Place the vegetables, except for the potato, in a large pot along with the 1/4 cup olive oil and water. I use a seven-quart enamel-on-iron casserole. Cover and cook over medium heat for 15 minutes, stirring frequently until the water has evaporated. Do not brown or scorch the vegetables. Quickly add the chicken stock, salt to taste and diced potato and bring to a boil. Cook, uncovered, for 10 minutes. Add the ditalini or tiny pasta shells and cook 10 more minutes. The vegetables should retain some crunch. Remove the bouquet garni from the beans and add the beans and their liquid to the vegetables.

While the soup is cooking, make the pistou. Put the garlic and basil in a food processor with the olive oil. (If you use a blender, you will have to do this in two batches.) Process them briefly and then add the tomatoes. Process until the tomatoes are pure'ed. Add pepper. Bring the soup with the beans to a simmer. Beat the pistou into the soup and heat, but do not let it boil. Serve from the pot at the table.

Note: Do not add the pistou until just before serving.

BROILED FLANK STEAK (8 servings) 2 1-1/4-pound flank steaks 3 cloves garlic, crushed 1/4 cup soy sauce 2 tablespoons tomato paste 2 tablespoons peanut oil 1 teaspoon cracked black pepper 1 teaspoon oregano

Trim the flank steaks of any fat and score them on both sides in diamond shapes. Mix the remaining ingredients and rub them into the steaks. This can be done a day in advance and the steaks refrigerated or just before broiling. Preheat the broiler until it is very hot. Do not scrape off the marinade. Broil the steaks as close to the flame as possible for 4 minutes on each side. Carve in very thin slices, against the grain and on the diagonal. Serve hot or cold.

ROASTED RED PEPPER AND WATERCRESS SALAD (8 servings) 4 large red bell peppers 6 tablespoons olive oil 1 1/2 tablespoons lemon juice 1 tablespoon minced shallot Salt and pepper to taste 1 bunch watercress, washed and dried

Broil the peppers until the skins are blackened and blistered. Place them in a plastic bag and let them sit for about 10 minutes, or until they are cool enough to handle. Rub off the skins, seed the peppers and cut into strips. Mix the oil and lemon juice and add to the peppers. Add the minced shallot and salt and pepper. Set aside. Just before serving, place the watercress in a bowl, add the peppers with the dressing and toss.

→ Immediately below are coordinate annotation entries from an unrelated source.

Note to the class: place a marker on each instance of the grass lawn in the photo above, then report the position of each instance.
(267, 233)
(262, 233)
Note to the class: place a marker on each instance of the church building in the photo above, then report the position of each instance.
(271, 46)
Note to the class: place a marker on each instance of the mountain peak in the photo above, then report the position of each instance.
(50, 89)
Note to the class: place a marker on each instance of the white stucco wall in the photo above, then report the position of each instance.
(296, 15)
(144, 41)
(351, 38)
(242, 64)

FRESH FRUIT COMPOTE (8 servings) 2 1/2 cups water 1 cup sugar 1 vanilla bean, split 2 medium or 3 large red apples, such as macintosh, jonathan or baldwin 1 lemon 2 large or 3 medium pears, ripe but firm 2 large or 3 medium green apples, such as rambo or granny smith 4 ripe peaches 8 Italian prune plums 32 black grapes

Combine the water, sugar and vanilla bean in a saucepan and bring to a simmer over medium heat. Peel the red apples and add their peel to the syrup. Rub the peeled apples with the lemon and set them aside. Simmer the syrup over low heat for 10 minutes. Peel, quarter and core the pears and poach them in the syrup for about 5 minutes, or until they are just cooked. Remove the pears to a serving bowl, using a slotted spoon.

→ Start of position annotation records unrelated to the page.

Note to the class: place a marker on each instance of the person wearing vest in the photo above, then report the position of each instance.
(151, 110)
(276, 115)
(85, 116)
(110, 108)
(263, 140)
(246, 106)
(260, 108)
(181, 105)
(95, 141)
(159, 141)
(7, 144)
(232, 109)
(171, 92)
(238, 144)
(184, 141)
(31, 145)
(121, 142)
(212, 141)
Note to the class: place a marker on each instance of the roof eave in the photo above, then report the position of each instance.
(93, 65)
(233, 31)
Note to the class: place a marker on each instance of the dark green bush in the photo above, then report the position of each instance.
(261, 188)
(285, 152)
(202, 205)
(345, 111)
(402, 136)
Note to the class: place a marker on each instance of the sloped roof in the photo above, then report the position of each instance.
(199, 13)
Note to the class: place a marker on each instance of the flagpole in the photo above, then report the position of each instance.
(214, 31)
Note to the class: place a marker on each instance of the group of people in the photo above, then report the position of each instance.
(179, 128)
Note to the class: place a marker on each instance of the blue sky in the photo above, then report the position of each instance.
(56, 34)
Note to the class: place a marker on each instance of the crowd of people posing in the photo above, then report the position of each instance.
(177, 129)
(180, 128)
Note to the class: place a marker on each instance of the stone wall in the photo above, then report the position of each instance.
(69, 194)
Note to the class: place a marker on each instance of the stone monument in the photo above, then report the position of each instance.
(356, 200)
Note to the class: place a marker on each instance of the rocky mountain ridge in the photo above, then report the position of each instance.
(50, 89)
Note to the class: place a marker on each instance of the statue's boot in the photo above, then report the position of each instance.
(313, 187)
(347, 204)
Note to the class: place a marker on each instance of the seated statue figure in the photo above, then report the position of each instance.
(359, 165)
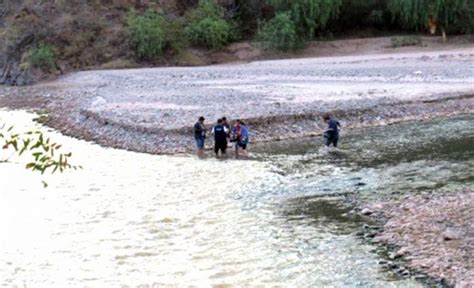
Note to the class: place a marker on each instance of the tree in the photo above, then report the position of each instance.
(279, 33)
(309, 15)
(43, 153)
(208, 27)
(417, 14)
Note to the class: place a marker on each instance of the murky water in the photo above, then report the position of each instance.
(132, 220)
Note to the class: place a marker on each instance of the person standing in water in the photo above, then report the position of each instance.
(227, 126)
(331, 135)
(220, 138)
(242, 137)
(200, 136)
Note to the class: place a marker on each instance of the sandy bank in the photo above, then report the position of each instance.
(153, 110)
(433, 234)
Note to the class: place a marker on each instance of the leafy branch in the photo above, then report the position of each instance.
(44, 155)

Peel the green apples and quarter and core them along with the red apples. Simmer these in the syrup until just cooked, about 4 minutes. Transfer them to the bowl. Drop the peaches in boiling water for 10 seconds, remove and slip off the skins. Halve the peaches and discard the pits. Poach the peaches in the syrup for about 6 minutes, or until just cooked. Transfer to the bowl. Wash the prune plums and add them whole to the syrup. Simmer for 8 minutes and transfer to the bowl. Finally, simmer the grapes in the syrup for 8 minutes and transfer to the bowl. Strain the syrup over the fruit and chill.